In August, the US-ASEAN Business Council visited Vientiane for the first time since 2018, where a roundtable conference was held. “Our goal is to help [Laos] to help their businesses prosper.” fixed the US ambassador to Laos, Peter M. Haymond. However, he noted that “this is a critical time for the government and the private sector to work together to address barriers to investment, accelerate economic growth and create job opportunities for the modern economy.” Oudet Souvannavong, president of the Lao National Chamber of Commerce and Industry, was more cautious. Trade and investment figures between Laos and the United States “look moderate, but are growing on decent paths,” he said, according to a conference transcript.

Laos is part of the EU’s Everything But Arms (EBA) preferential scheme, which grants duty-free and quota-free trade. Agricultural export products accounted for only 8 percent of total exports to the EU in 2020, but the 2021-25 strategy for Team Europe, a European initiative in Laos, is to promote trade in free coffee, tea and timber exports. of deforestation.

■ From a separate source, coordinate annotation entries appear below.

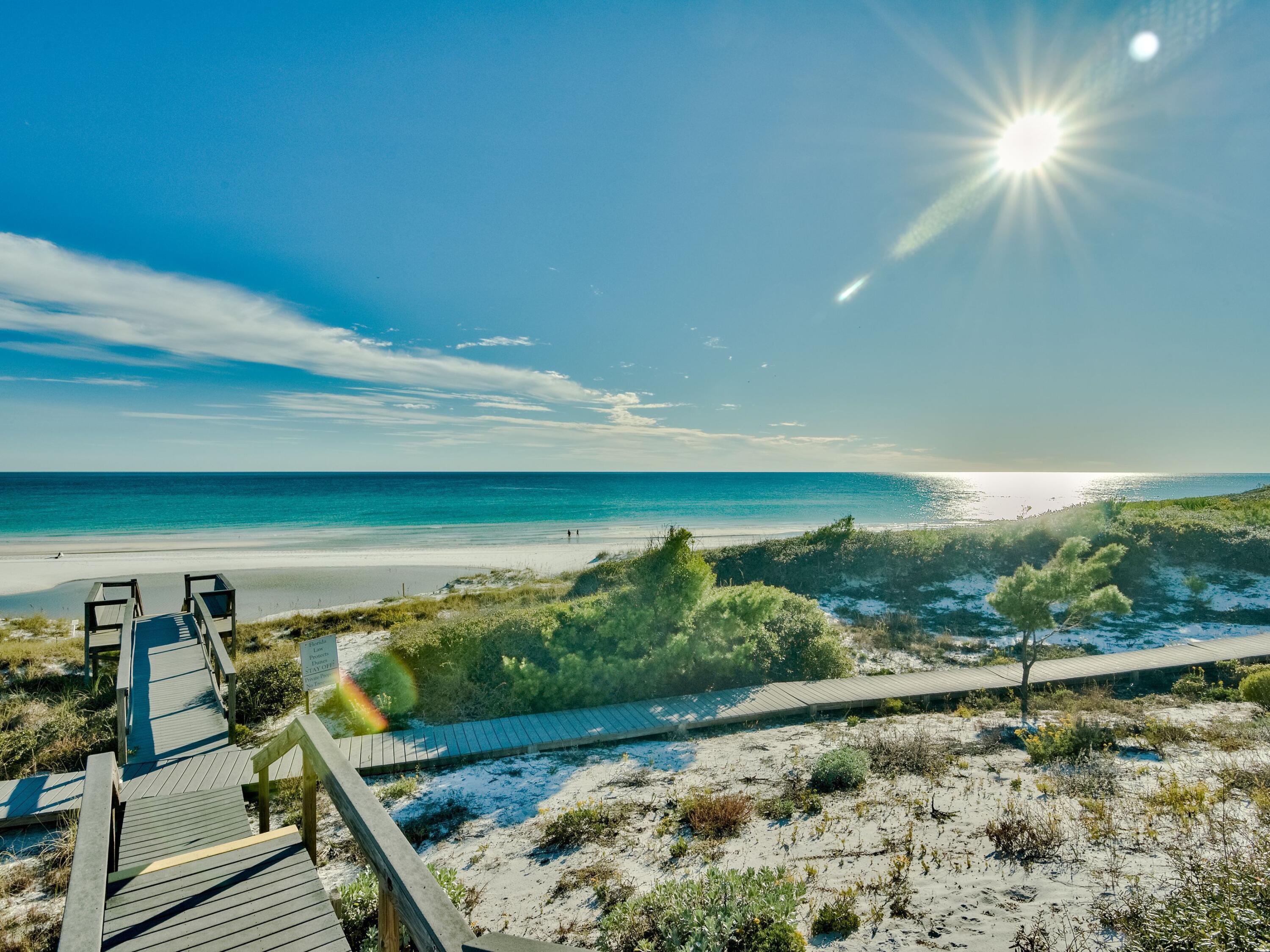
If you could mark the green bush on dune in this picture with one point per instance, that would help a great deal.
(727, 911)
(654, 626)
(268, 685)
(1230, 532)
(1256, 688)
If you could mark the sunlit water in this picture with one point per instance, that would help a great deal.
(290, 512)
(375, 509)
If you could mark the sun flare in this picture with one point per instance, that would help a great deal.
(1029, 143)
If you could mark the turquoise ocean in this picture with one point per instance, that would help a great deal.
(399, 512)
(505, 508)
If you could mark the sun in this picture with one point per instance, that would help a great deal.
(1029, 143)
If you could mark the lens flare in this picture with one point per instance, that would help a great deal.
(1145, 46)
(365, 714)
(850, 290)
(1029, 143)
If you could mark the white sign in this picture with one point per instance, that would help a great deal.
(319, 660)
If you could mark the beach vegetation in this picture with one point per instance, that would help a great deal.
(714, 815)
(1217, 902)
(1161, 733)
(1027, 832)
(662, 629)
(437, 820)
(907, 751)
(360, 905)
(37, 625)
(1091, 776)
(844, 768)
(1223, 532)
(837, 917)
(1256, 688)
(49, 720)
(1067, 739)
(270, 683)
(795, 796)
(726, 911)
(1068, 592)
(602, 878)
(588, 822)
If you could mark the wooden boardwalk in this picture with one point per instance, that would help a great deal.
(176, 709)
(441, 746)
(191, 875)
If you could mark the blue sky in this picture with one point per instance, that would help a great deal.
(611, 237)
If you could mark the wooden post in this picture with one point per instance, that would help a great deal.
(262, 796)
(88, 659)
(310, 809)
(121, 725)
(390, 928)
(233, 702)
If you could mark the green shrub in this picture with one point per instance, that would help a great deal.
(1027, 832)
(1220, 903)
(586, 823)
(657, 626)
(54, 728)
(360, 905)
(1160, 734)
(268, 685)
(845, 768)
(889, 707)
(914, 751)
(1066, 740)
(727, 911)
(437, 820)
(837, 917)
(1256, 688)
(715, 815)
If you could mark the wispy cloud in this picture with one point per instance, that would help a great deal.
(54, 292)
(497, 342)
(89, 381)
(82, 352)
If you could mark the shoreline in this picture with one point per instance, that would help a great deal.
(31, 567)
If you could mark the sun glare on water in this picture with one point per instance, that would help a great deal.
(1029, 143)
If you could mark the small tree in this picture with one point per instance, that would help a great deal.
(1066, 593)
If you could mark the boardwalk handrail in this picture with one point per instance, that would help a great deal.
(124, 683)
(97, 845)
(93, 624)
(221, 600)
(218, 660)
(408, 890)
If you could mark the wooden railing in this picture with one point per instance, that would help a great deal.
(408, 893)
(218, 660)
(124, 683)
(221, 598)
(94, 624)
(97, 855)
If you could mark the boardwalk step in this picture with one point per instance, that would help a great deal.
(162, 827)
(260, 895)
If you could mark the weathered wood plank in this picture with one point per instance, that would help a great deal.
(86, 893)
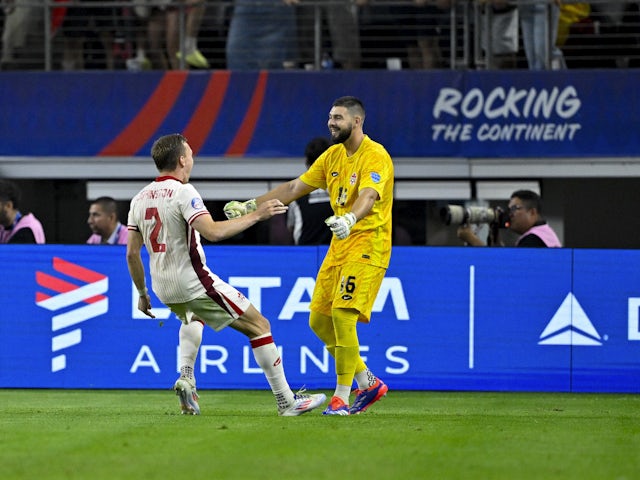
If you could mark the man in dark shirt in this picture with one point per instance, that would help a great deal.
(525, 218)
(16, 227)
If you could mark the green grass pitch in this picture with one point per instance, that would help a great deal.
(115, 434)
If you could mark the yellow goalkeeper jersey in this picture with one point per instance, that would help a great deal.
(343, 177)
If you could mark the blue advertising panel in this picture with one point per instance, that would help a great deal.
(469, 114)
(446, 318)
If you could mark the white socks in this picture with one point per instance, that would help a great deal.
(267, 355)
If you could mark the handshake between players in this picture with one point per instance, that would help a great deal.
(340, 225)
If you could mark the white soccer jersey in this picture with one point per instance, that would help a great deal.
(163, 212)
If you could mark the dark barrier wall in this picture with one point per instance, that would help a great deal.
(446, 318)
(271, 114)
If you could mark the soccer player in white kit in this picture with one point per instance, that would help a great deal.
(167, 217)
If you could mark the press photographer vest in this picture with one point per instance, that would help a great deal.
(544, 233)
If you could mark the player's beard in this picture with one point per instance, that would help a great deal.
(342, 135)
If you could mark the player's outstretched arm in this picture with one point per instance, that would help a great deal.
(218, 231)
(285, 192)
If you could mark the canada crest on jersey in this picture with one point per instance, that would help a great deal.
(197, 203)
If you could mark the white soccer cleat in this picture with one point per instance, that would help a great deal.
(303, 403)
(186, 392)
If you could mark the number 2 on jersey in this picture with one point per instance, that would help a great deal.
(151, 213)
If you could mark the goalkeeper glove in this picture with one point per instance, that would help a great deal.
(341, 226)
(235, 209)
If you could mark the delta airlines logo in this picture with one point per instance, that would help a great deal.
(78, 297)
(570, 326)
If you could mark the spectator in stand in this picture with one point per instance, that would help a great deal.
(306, 215)
(262, 35)
(342, 23)
(81, 23)
(195, 10)
(104, 223)
(22, 19)
(525, 216)
(16, 227)
(539, 22)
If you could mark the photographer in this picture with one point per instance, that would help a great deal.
(525, 218)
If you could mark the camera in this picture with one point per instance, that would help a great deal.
(459, 215)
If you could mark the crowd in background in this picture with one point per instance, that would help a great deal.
(314, 34)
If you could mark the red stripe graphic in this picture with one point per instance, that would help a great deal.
(206, 113)
(60, 286)
(150, 116)
(245, 132)
(76, 271)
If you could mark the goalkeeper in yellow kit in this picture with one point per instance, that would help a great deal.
(358, 174)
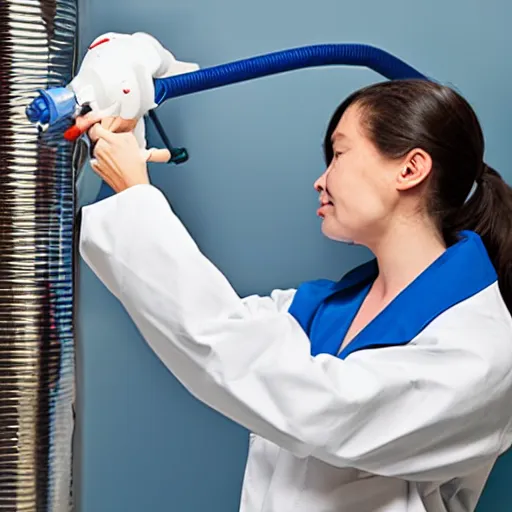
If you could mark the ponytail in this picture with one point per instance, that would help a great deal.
(488, 212)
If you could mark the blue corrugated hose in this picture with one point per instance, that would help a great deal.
(368, 56)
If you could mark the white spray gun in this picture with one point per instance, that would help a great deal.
(116, 78)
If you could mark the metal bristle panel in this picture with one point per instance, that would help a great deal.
(37, 50)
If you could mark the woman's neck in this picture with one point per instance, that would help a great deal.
(403, 253)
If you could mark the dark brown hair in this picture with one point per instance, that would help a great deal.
(401, 115)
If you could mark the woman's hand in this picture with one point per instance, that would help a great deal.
(118, 158)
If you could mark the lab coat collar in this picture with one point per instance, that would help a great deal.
(325, 309)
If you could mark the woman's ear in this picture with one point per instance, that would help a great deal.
(416, 167)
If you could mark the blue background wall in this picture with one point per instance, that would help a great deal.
(246, 195)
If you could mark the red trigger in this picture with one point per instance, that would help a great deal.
(97, 43)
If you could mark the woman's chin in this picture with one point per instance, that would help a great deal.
(335, 233)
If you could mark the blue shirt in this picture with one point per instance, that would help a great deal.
(326, 309)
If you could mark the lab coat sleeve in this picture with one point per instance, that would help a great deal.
(425, 415)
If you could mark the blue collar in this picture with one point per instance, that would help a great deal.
(325, 309)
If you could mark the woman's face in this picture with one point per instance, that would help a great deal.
(358, 192)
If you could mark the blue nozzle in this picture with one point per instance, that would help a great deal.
(52, 106)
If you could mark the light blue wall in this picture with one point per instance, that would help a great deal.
(246, 195)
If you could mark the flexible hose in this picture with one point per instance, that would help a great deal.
(37, 46)
(376, 59)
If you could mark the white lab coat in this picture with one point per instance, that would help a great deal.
(404, 428)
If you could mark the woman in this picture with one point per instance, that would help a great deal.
(388, 391)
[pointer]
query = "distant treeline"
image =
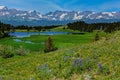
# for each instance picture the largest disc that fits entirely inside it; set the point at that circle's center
(38, 28)
(85, 27)
(5, 29)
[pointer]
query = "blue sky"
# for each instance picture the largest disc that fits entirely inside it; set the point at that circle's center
(45, 6)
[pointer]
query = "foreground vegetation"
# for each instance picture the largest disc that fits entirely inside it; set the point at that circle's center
(93, 61)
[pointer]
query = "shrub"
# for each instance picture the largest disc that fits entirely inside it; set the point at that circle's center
(49, 46)
(6, 52)
(21, 51)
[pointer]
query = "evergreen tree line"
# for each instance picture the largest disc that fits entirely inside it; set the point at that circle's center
(85, 27)
(38, 28)
(5, 29)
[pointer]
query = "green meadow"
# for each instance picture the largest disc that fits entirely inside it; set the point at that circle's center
(78, 57)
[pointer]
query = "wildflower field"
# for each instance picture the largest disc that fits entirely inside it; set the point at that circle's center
(98, 60)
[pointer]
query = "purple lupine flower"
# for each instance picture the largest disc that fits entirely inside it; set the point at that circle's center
(100, 65)
(75, 62)
(80, 62)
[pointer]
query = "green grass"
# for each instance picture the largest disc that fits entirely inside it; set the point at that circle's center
(59, 64)
(60, 41)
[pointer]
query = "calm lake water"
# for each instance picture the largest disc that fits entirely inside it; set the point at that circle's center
(28, 34)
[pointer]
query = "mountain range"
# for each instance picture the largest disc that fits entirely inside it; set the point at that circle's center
(34, 18)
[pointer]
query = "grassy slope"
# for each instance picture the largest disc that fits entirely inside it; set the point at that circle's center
(58, 64)
(60, 41)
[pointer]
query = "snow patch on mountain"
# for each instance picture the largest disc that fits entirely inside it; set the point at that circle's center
(2, 7)
(62, 16)
(108, 13)
(76, 17)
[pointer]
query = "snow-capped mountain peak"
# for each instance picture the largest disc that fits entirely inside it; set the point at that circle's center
(32, 15)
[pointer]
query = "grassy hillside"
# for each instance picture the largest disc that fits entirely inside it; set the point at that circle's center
(93, 61)
(60, 41)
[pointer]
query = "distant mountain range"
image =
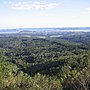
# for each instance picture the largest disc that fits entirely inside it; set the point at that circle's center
(34, 30)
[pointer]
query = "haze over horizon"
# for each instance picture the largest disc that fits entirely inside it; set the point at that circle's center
(44, 13)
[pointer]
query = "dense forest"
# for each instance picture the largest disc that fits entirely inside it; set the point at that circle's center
(50, 63)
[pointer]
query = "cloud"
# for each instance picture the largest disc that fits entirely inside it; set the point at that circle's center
(31, 5)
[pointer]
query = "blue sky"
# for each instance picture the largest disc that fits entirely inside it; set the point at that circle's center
(44, 13)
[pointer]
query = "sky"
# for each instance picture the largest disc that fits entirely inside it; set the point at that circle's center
(44, 13)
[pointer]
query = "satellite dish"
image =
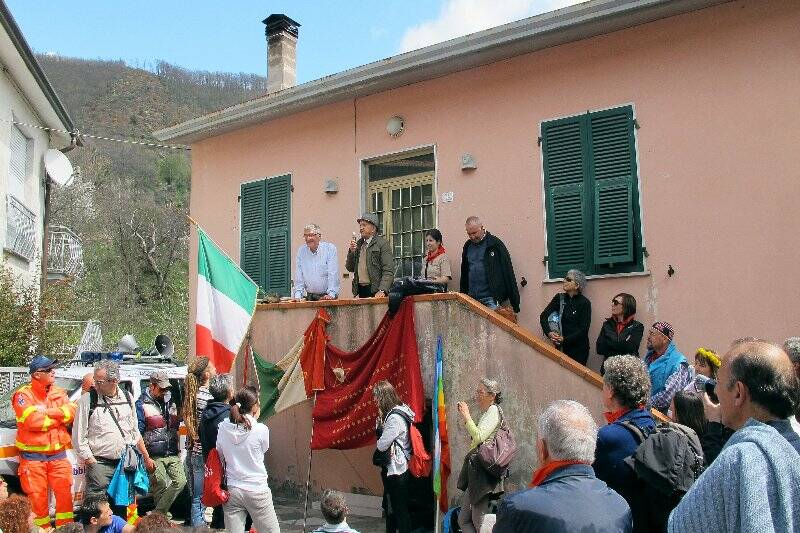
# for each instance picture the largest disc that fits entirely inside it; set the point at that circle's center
(58, 167)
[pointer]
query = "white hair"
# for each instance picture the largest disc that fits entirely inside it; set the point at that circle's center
(313, 228)
(569, 431)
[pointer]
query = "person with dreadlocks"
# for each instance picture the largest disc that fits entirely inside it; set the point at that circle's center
(200, 372)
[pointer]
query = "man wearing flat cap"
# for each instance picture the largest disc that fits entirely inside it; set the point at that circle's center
(157, 414)
(668, 367)
(370, 260)
(44, 414)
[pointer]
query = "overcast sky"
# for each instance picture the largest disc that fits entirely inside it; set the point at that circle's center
(229, 36)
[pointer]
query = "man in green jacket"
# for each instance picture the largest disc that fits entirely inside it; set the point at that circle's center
(370, 260)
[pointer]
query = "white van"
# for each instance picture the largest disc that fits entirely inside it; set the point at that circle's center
(134, 377)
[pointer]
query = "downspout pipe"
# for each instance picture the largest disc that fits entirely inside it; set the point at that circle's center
(48, 187)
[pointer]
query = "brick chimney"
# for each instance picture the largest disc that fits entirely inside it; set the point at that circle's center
(281, 52)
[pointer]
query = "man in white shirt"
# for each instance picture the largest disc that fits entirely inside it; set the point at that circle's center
(316, 274)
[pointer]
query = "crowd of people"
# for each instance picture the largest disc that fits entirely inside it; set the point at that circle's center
(737, 419)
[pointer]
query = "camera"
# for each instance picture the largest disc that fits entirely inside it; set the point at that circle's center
(707, 385)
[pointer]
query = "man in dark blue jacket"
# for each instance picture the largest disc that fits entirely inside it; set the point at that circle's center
(487, 273)
(565, 496)
(626, 389)
(217, 410)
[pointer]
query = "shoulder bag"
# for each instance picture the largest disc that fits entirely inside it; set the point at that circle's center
(130, 456)
(496, 454)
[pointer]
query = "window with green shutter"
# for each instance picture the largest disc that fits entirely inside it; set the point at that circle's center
(266, 216)
(591, 193)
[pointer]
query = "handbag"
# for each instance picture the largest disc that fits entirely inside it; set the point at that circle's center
(496, 454)
(214, 486)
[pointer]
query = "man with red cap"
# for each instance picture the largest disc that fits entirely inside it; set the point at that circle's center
(668, 367)
(44, 412)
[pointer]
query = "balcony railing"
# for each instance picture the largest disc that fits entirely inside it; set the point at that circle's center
(20, 229)
(65, 253)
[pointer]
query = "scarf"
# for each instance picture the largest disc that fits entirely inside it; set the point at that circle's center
(613, 417)
(540, 475)
(433, 255)
(622, 325)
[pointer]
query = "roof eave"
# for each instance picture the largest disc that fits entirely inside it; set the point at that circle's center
(16, 36)
(562, 26)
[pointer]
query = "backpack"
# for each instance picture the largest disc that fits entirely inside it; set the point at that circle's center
(420, 463)
(667, 462)
(214, 490)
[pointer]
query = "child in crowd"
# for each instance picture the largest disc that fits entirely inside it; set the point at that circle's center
(97, 517)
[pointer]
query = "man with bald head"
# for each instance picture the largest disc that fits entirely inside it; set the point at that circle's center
(752, 485)
(487, 273)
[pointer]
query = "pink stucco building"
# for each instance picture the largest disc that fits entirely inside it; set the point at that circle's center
(650, 143)
(619, 136)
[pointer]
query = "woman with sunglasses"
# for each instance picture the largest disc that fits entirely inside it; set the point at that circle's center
(567, 318)
(621, 333)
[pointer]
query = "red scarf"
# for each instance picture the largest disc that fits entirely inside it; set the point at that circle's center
(433, 255)
(540, 475)
(622, 325)
(613, 417)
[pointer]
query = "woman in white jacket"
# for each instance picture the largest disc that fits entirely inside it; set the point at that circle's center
(242, 442)
(392, 454)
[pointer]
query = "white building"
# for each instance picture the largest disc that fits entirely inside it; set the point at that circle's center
(27, 98)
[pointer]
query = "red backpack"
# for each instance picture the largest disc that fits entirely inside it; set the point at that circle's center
(214, 493)
(420, 463)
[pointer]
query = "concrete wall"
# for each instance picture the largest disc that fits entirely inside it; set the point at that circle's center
(715, 93)
(474, 347)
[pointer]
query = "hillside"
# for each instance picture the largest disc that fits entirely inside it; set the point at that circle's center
(129, 203)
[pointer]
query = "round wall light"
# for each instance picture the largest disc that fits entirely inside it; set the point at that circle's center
(395, 126)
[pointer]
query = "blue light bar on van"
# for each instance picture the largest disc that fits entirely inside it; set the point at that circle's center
(92, 357)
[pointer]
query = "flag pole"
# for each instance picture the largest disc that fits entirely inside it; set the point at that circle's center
(308, 478)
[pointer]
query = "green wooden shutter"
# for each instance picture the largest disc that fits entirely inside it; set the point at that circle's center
(564, 175)
(278, 203)
(613, 167)
(252, 254)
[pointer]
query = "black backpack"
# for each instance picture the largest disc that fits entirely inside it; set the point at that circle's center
(667, 462)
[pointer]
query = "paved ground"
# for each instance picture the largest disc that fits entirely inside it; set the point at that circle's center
(289, 509)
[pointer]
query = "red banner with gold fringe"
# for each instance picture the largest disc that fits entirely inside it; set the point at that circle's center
(344, 412)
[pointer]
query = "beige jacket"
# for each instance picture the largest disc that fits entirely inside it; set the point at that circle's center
(380, 264)
(99, 436)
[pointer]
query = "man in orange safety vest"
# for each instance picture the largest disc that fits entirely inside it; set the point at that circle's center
(44, 414)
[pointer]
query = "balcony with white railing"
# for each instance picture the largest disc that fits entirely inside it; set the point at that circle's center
(20, 229)
(65, 253)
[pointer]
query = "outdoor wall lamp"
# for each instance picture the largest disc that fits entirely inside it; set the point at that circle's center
(395, 126)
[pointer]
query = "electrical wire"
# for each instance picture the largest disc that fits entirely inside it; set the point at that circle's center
(99, 137)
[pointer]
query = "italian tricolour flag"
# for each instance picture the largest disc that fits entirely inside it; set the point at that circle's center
(226, 301)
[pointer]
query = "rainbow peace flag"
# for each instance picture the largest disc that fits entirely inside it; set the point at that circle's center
(441, 446)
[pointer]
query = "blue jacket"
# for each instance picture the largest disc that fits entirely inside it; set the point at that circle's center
(571, 499)
(663, 367)
(615, 442)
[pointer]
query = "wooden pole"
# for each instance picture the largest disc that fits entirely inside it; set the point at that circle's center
(308, 477)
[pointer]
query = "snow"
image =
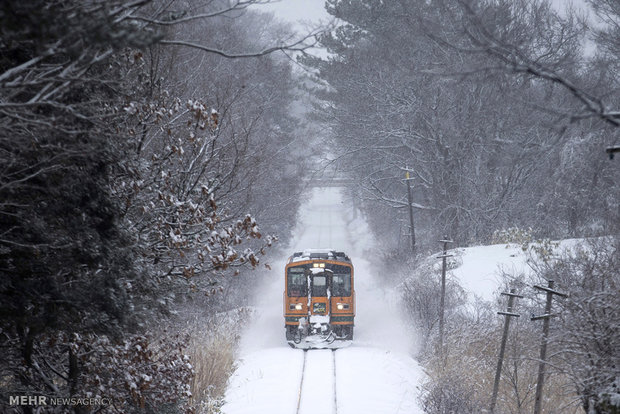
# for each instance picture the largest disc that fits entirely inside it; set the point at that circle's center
(375, 374)
(479, 269)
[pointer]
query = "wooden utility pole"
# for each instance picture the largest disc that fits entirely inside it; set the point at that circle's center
(442, 299)
(410, 200)
(508, 314)
(543, 344)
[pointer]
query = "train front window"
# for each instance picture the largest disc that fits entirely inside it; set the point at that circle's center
(319, 285)
(341, 282)
(341, 285)
(297, 282)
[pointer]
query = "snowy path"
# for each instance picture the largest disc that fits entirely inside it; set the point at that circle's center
(374, 375)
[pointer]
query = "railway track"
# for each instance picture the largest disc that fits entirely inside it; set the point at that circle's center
(317, 388)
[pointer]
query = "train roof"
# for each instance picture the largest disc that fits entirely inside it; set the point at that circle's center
(319, 254)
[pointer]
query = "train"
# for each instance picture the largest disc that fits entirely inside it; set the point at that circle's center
(319, 299)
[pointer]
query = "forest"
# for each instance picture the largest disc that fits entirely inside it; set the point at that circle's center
(154, 155)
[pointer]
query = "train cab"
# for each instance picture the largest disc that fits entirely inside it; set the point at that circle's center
(319, 299)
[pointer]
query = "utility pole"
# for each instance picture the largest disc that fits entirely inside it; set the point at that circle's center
(543, 344)
(442, 300)
(410, 200)
(508, 314)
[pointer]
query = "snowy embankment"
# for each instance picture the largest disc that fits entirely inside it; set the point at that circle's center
(374, 375)
(483, 270)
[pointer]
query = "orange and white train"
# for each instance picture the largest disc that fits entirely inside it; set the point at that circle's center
(319, 299)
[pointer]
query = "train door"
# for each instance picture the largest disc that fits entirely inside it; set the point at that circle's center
(319, 293)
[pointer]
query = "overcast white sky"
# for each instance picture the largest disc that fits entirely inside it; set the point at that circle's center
(299, 12)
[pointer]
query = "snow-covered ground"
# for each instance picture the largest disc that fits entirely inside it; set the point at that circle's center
(373, 375)
(479, 269)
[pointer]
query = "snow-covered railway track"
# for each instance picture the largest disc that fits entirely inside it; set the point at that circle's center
(317, 388)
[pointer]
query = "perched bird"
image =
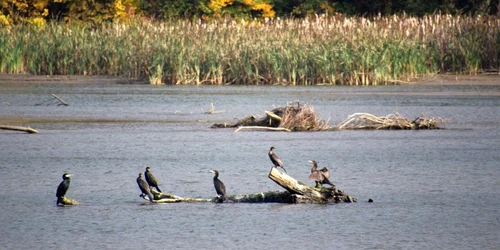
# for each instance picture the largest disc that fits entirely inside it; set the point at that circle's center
(220, 188)
(320, 176)
(144, 187)
(63, 187)
(150, 178)
(275, 159)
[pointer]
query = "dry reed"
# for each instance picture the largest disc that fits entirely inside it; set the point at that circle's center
(322, 50)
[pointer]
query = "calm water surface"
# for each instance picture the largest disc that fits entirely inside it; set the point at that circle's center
(436, 189)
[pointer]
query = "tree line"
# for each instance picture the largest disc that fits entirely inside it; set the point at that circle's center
(97, 11)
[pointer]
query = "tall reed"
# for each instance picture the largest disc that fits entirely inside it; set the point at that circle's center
(322, 50)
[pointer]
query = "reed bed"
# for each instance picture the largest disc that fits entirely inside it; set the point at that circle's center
(391, 121)
(321, 50)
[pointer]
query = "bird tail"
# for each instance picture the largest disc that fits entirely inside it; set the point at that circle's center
(150, 197)
(329, 183)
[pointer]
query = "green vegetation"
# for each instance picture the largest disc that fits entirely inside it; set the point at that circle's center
(322, 50)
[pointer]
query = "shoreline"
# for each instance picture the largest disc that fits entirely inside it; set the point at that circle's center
(488, 79)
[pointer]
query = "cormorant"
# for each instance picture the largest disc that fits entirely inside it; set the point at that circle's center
(320, 176)
(275, 159)
(63, 187)
(150, 178)
(144, 187)
(220, 188)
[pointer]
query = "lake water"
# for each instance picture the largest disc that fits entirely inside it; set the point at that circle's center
(433, 189)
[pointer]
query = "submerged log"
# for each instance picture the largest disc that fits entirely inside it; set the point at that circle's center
(172, 198)
(65, 201)
(296, 192)
(60, 100)
(17, 128)
(303, 193)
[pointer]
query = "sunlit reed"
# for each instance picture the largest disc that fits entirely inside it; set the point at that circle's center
(323, 50)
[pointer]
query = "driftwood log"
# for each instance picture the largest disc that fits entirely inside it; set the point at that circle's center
(303, 117)
(295, 192)
(65, 201)
(17, 128)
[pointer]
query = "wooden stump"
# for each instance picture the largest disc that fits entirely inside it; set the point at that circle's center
(302, 193)
(65, 201)
(296, 192)
(17, 128)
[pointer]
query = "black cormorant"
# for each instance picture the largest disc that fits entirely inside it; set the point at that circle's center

However, a research work published in March by Viengsavang Thipphavong, Bounlert Vanhnalat, Chanhphasouk Vidavong and Somdeth Bodhisane, noted that “agri-food exports to the EU have benefited significantly from the EBA but appear to be underutilized”. Transportation costs were a major impediment to trade, he noted. “The land transportation costs that Lao exporters are responsible for paying are relatively high, around 15,000,000 kip ($1,500) per shipment for coffee and sugar exports. It takes about a month to send agri-food products to the EU market.”

But a bigger problem when exporting to Western markets is documentation, given the extensive licenses and controls that producers must provide to export, especially agricultural products. The aforementioned research work pointed out that “the typical time for document processing for an export takes between 2 and 7 days, with costs ranging from 800,000 to 5,000,000 Kip (80-500 US$) per shipment, depending of product types and quantity. It can be seen that there is [a] high cost charged by the agri-food export operation in Laos”.

That is not going to change because of the new railways. However, if they can reduce transport costs, that could provide a financial balm as authorities and the Lao business sector continue to develop licensing, analysts say. After all, one could question the motivation of Lao companies to spend the time and money to learn how to provide the documentation required by the US and the EU when there is little demand from those markets and when additional sums and energy are needed. to enter those markets. and when transportation costs are prohibitively high. However, progress on the latter could encourage some progress on the first two issues.